A study by University of Colorado Cancer Center and Rain Therapeutics, Inc. presented at the American Association for Cancer Research (AACR) Annual Meeting 2019 shows that the clinical-stage drug, tarloxotinib, is active against NRG1-fusion cancers, in addition to the HER2/EGFR cancers for which the drug was originally designed.
Though tumours with NRG1 alterations represent only 0.2 percent of all cancers, laboratory results suggest the drug's action is consistent across cancer sites, representing approximately 3,500 new cases per year.
"This is a relatively new genetic target recently identified in breast, lung, ovarian and many other cancer types, and there are currently no approved therapies targeting NRG1 fusions. We're very hopeful that tarloxotinib could meet this need," says Robert C. Doebele, MD, PhD, director of the CU Cancer Center Thoracic Oncology Research Initiative.
Dr. Doebele is a co-founder of Rain Therapeutics Inc., a clinical stage biotechnology company developing tarloxotinib as its lead drug candidate.
Tarloxotinib is a unique prodrug, pairing a targeted therapy called a kinase inhibitor with a molecule that ensures the drug only becomes active in low-oxygen conditions, such as those commonly found in tumour tissue.
Indeed, its name comes from targeting low oxygen.
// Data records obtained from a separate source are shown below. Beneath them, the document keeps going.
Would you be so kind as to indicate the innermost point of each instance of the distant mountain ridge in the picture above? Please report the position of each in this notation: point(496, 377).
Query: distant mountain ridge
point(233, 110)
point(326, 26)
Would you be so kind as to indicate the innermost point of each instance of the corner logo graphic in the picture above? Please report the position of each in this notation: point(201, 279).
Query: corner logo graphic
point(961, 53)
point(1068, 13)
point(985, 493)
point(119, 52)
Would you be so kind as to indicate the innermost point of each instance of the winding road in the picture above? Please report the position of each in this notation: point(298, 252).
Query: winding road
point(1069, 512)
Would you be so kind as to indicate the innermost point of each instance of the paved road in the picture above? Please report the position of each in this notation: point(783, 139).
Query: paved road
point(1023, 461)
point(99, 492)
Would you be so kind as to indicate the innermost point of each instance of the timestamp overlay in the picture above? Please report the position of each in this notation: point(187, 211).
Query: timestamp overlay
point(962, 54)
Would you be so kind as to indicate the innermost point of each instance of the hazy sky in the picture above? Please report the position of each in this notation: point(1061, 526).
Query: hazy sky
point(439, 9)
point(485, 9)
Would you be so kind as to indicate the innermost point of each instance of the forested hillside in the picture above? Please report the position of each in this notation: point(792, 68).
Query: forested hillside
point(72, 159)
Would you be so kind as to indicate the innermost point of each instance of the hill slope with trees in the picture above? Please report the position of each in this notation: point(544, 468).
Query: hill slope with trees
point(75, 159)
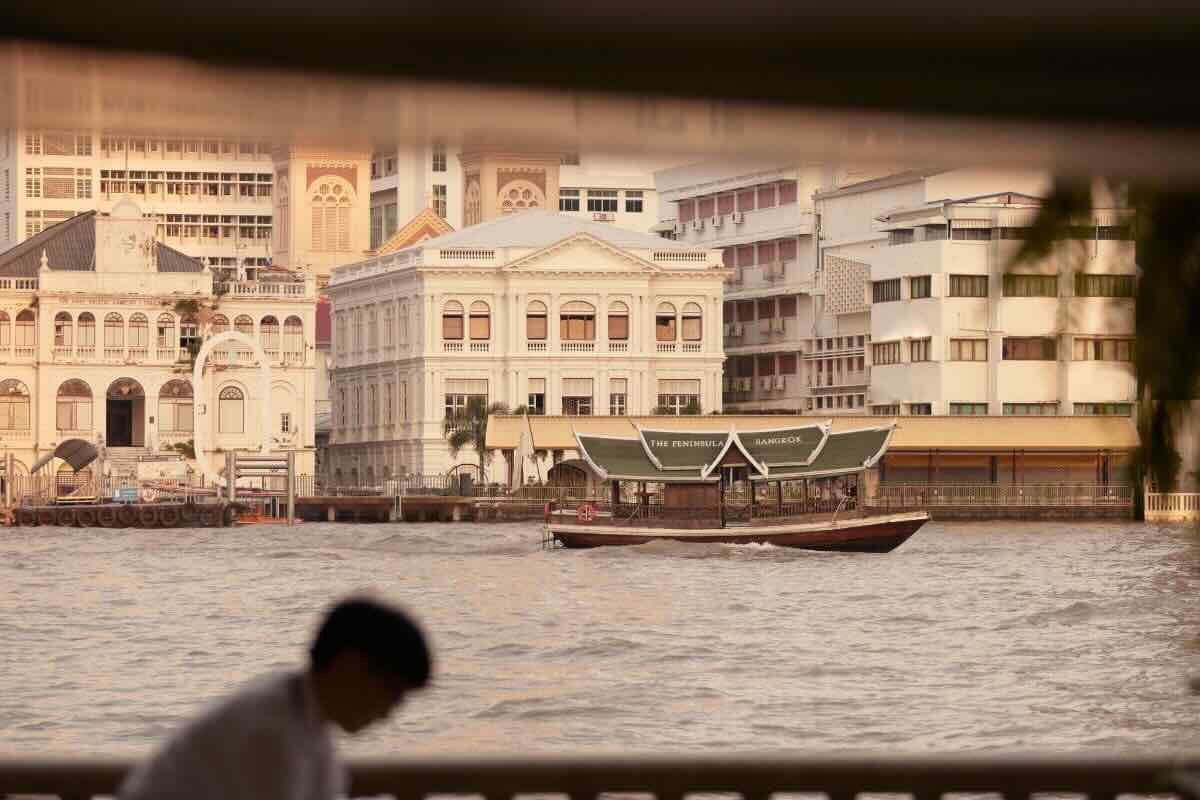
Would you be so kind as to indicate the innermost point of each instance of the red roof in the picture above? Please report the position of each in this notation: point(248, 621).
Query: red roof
point(324, 320)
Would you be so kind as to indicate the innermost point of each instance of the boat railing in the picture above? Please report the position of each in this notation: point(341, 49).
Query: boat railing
point(677, 777)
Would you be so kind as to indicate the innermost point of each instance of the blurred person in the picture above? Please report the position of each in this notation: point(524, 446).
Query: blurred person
point(271, 740)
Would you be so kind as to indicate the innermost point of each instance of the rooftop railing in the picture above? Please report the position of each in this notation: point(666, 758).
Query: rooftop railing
point(675, 777)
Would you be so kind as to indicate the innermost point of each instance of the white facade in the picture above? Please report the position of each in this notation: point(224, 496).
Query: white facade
point(790, 348)
point(593, 186)
point(209, 197)
point(97, 344)
point(958, 328)
point(534, 308)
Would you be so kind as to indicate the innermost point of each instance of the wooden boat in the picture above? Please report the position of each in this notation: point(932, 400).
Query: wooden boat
point(815, 474)
point(870, 534)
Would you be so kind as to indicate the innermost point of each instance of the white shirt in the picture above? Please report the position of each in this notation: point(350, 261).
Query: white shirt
point(264, 743)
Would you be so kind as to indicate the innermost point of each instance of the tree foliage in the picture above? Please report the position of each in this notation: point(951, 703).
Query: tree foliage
point(468, 428)
point(1167, 361)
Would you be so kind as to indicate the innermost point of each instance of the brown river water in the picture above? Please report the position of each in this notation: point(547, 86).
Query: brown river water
point(970, 637)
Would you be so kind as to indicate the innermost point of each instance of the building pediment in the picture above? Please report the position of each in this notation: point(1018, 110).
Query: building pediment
point(581, 253)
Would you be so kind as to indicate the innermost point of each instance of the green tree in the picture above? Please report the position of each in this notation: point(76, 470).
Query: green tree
point(1167, 239)
point(468, 428)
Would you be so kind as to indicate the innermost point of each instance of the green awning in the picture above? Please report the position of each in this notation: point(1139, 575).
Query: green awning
point(841, 453)
point(619, 458)
point(682, 449)
point(785, 446)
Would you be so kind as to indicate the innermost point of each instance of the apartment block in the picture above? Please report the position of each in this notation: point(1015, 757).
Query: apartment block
point(209, 197)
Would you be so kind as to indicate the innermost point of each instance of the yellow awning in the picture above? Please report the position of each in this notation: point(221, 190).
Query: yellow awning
point(912, 432)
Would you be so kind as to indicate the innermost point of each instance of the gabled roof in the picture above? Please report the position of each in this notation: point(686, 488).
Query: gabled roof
point(540, 228)
point(841, 453)
point(624, 458)
point(685, 456)
point(71, 246)
point(426, 224)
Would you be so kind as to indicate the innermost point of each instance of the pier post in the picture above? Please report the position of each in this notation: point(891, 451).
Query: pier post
point(292, 487)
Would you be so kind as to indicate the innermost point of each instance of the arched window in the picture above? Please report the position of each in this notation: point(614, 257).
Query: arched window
point(114, 336)
point(231, 410)
point(691, 325)
point(87, 342)
point(293, 338)
point(269, 336)
point(139, 335)
point(63, 329)
point(535, 322)
point(13, 405)
point(27, 332)
point(219, 324)
point(175, 407)
point(73, 405)
point(331, 216)
point(577, 322)
point(451, 320)
point(665, 323)
point(166, 336)
point(480, 320)
point(618, 322)
point(389, 328)
point(520, 196)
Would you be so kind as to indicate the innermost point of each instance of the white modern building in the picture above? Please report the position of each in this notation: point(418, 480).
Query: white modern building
point(209, 197)
point(100, 326)
point(595, 186)
point(846, 292)
point(537, 308)
point(958, 326)
point(795, 330)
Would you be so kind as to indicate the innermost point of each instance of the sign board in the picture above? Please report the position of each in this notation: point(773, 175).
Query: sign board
point(171, 470)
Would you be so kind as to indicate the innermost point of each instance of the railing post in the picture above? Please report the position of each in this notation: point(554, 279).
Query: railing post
point(292, 487)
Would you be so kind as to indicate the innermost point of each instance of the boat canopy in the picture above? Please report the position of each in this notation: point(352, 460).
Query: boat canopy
point(696, 456)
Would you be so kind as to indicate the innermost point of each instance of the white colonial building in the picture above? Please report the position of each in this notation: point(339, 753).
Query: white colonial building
point(959, 328)
point(534, 308)
point(99, 329)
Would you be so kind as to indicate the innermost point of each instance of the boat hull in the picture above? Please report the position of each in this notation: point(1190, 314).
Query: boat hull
point(879, 534)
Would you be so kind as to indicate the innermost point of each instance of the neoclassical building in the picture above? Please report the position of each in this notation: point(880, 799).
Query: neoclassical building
point(534, 308)
point(99, 328)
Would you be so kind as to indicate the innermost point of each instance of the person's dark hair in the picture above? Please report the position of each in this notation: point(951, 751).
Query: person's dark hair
point(387, 636)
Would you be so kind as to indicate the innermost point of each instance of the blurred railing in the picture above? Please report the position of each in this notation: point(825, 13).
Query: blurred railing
point(676, 777)
point(989, 494)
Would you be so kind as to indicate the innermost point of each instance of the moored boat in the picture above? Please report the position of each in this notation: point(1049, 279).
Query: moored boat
point(790, 487)
point(870, 534)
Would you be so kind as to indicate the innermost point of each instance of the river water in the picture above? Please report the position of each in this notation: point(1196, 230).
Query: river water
point(970, 637)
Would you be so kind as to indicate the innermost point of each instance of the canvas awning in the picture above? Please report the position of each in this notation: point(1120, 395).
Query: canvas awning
point(76, 452)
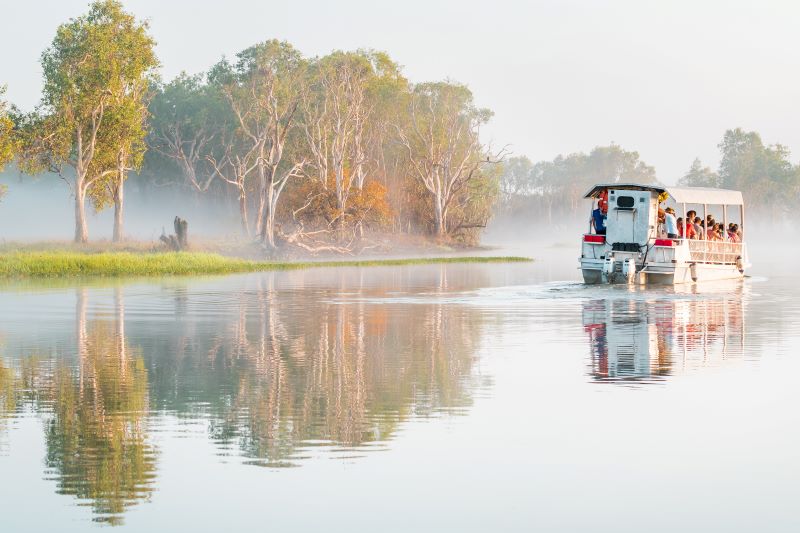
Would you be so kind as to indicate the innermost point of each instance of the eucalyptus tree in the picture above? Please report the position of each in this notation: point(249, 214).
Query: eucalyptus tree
point(336, 117)
point(443, 146)
point(263, 91)
point(92, 61)
point(8, 141)
point(188, 120)
point(699, 176)
point(764, 173)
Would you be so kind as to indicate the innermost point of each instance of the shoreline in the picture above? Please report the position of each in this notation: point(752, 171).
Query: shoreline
point(76, 264)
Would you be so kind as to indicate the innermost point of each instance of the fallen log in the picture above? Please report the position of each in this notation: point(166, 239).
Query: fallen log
point(178, 241)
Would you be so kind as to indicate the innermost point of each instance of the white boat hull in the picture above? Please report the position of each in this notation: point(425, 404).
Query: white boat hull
point(659, 266)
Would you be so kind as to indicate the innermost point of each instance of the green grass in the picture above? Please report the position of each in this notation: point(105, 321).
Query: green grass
point(61, 264)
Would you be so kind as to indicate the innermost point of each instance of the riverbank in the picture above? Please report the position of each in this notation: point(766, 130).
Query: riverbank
point(64, 263)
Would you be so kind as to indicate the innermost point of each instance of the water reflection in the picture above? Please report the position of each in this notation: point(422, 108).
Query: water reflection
point(96, 433)
point(645, 340)
point(275, 373)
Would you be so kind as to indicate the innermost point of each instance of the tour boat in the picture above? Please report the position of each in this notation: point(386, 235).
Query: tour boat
point(635, 249)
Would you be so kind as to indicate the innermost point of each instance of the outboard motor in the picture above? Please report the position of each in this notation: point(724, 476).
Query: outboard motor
point(608, 269)
point(629, 270)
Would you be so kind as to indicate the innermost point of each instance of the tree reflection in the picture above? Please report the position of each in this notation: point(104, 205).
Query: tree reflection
point(97, 445)
point(292, 371)
point(638, 340)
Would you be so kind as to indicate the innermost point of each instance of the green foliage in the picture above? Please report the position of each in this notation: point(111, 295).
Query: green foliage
point(8, 140)
point(700, 176)
point(764, 173)
point(53, 264)
point(553, 189)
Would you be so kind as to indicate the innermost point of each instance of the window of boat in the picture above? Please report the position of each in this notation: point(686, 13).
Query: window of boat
point(625, 202)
In the case of tarloxotinib, oxygen molecules scavenge electrons from the prodrug to keep it inactive.
In the absence of oxygen, tarloxotinib fractures into its active form.
By pairing a potent kinase inhibitor with a targeting mechanism specific to tumours, Doebele and colleagues have previously shown that tarloxotinib is far more active against HER2/EGFR lung cancer cell lines than even the most successful existing HER2/EGFR inhibitors, with minimal effect on surrounding, healthy tissues.
A clinical trial of tarloxotinib, RAIN-701 (NCT03805841) is now recruiting patients with EGFR exon 20 mutations or HER2 activating mutations, cancer subtypes for which there are no currently approved drugs.
"We are very excited about the potential to offer an effective and more tolerable approach to treating patients suffering from HER-driven cancers, including NRG1 fusions," says Avanish Vellanki, co-founder, chairman and chief executive officer of Rain Therapeutics.
"When tarlox is near healthy cells, it's inactive and avoids the side effects characteristic of many other drugs in development for these types of cancers."
The current study shows that tarloxotinib not only inhibits HER2- and EGFR-altered cancers directly (including cancers with HER3 alterations, which is a member of the EGFR pathway), but takes a step back in the series of unfortunate events to block gene over-activation, even if these genes are not themselves altered.
"NRG1 is another way to activate HER2 and HER3. In our cell line and xenograft models, we show that tarloxotinib is even more effective at silencing these cancers driven by NRG1 than its already-promising results against HER2 and EGFR directly," Doebele says.
The study highlights a shift in the field of anti-cancer drug design from drugs targeting cancers depending on their site in the body (e.g. lung cancer or breast cancer), to "tumour agnostic" drugs that target genetic abnormalities driving cancer, no matter where it lives in the body.
"This way what seems like a rare disease - say it's only 0.2 percent of lung cancer - isn't so rare after all. Once you look at 0.2 percent of all cancers, you're talking about a significant number of patients who could benefit," Doebele says.
The current study tested tarloxotinib in cell lines and xenograft models of NRG1 gene fusion positive ovarian and breast cancer.
The drug was greater than 45 times more active in the low-oxygen conditions near tumours than it was in healthy tissues, and 10 times more potent than the existing HER2/EGFR inhibitor, afatinib, against these models, leading to what the study describes as, "a profound, durable and dose dependent anti-tumour response."